Economic Affairs published Macro Monitor 2012: Smaartmodel projected 5% economic growth

POSTED: 01/4/13 1:09 PM

St. Maarten – The Ministry of Economic Affairs predicted in its Macro Monitor that the local economy would grow by a sturdy 5 percent in 2012. This is in sharp contrast with a report from the Central Bank of Curacao and St. Maarten: at the beginning of last year, the bank predicted that the economy would not grow at all, but that it would shrink by 0.3 percent.

The Macro Monitor the ministry published on its website this week covers the real developments in the first six months of 2012. The data used for the report were compiled, collated and analyzed in an Excel spreadsheet dubbed Smaartmodel. “This model is an analytical tool to present a holistic view of the operation of the economy,” the report states. “It was built from scratch using past historical data on the various sectors of the economy.”

The main purpose of Smaartmodel is “to analyze the economic impact of fiscal and monetary policy decisions, and the monitoring and forecasting of key economic indicators.”

The report adopted “a number of assumptions” for its projections. The economy’s expansion by 5 percent is one of these assumptions. The report’s authors also assumed that unemployment would decline from 12.7 to 11 percent by the end of 2012, that government revenue would increase, that inflation would increase to 4.1 percent and that imports and exports would both increase.

The justification for the 5 percent economic growth is the 10 percent increase in cruise passenger arrivals and the 11 percent increase in stay-over tourism in the first half of the year, the report states.

It furthermore mentions “increased investments and increased employment for 2012” as indicators that unemployment will go down.

The report makes once again clear how the local economy depends on tourism: 75 percent of all exports are tourism-related. The North-American market accounts for 60 percent of stay-over tourism; Europe adds 16 percent.

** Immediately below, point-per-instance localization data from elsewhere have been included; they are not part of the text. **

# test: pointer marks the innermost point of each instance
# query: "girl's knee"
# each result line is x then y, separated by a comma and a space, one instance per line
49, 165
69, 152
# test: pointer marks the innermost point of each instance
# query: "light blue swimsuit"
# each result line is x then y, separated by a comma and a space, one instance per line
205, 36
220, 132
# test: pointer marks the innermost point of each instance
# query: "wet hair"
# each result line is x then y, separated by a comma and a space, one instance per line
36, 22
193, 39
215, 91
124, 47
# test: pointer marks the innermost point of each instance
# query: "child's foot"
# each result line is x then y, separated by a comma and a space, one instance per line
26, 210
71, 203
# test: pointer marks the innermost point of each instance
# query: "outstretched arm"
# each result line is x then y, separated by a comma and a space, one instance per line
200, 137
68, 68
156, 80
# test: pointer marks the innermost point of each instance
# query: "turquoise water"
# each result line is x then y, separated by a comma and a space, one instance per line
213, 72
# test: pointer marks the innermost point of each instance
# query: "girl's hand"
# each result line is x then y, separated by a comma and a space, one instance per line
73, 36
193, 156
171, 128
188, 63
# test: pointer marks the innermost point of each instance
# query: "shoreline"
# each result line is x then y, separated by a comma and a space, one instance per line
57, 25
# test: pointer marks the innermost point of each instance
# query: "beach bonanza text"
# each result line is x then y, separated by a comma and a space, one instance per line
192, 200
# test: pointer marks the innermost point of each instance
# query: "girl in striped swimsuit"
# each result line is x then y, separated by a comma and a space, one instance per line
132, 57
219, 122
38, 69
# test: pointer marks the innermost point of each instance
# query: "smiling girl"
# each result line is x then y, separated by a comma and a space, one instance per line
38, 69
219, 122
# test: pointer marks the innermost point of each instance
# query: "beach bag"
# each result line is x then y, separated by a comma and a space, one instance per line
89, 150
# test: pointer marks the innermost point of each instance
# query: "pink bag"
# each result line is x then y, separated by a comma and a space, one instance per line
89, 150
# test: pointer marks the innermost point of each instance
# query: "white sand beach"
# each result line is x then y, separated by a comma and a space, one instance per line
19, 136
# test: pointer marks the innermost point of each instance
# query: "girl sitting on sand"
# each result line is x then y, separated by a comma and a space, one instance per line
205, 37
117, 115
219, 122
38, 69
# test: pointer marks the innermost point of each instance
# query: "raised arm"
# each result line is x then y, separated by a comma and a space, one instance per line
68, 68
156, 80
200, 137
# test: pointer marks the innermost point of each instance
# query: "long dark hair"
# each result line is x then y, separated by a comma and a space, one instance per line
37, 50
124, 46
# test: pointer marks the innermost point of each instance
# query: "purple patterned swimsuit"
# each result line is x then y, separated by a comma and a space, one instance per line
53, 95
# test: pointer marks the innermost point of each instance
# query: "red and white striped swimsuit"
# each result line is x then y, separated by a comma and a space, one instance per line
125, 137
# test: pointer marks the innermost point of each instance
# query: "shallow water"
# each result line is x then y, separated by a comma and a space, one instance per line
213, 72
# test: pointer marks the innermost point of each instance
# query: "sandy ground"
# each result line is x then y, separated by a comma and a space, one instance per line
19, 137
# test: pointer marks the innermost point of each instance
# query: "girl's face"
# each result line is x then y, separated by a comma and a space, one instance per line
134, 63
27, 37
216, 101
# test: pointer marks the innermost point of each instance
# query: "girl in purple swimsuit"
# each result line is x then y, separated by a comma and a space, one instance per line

In the first six months of last year stay-over arrivals from the Caribbean region increased by 8.9 percent. “According to the Caribbean Tourism Office individuals within the region stay a shorter period on the island but they spend more than individuals from other regions who stay longer. This implies that more focus should be placed on the region in terms of marketing St. Maarten as a shopping hub,” the report states.

The increase in stay-over tourism is due to “the continual promotional rates of the hotel industry” – a clear indication that hotels had to slash prices to attract customers. The report does not say how this affects the industry’s profitability. Instead, it mentions that stay over tourism was above average during the first six months of 2012 compared to the same period over the last ten years.

The occupancy rate in hotels was therefore higher than in the first half of 2011. Apart from lower rates, the sector has also switched to marketing all inclusive packages. The Sonesta hotels in Maho and Great Bay, good for a combined 777 rooms (more than half of the available hotel rooms in St. Maarten – also shifted to all inclusive offers.

The timeshare industry recorded an average occupancy rate of 61.9 percent, compared to 65.9 percent for the hotel sector. Both hotels and timeshare peak in February (with 81.4 and 87.3 percent occupancy), but these percentages drop sharply toward the summer. In June hotels recorded 47.5 percent and the timeshare projects 61.9 percent. Both sectors have something in common though: the occupancy rates in the second quarter were significantly higher than in the same period in 2011.

For cruise tourism, the report made an accurate projection for the whole year of a bit more than 1.7 million arrivals. In the first six months arrivals totaled slightly over 1 million, about 100,000 more than in 2011. This sector peaks in the first three months, with for instance 250,000 in January and declines gradually in the second quarter, to 77,000 in June.

From the report it appears that government revenue did not keep up with spending: revenue in the first 6 months was up 10 percent, but expenditures increased by 12 percent. Revenue still outpaced expenditures in absolute numbers by 235 to 215 million guilders ($131.3 to $120.1 million).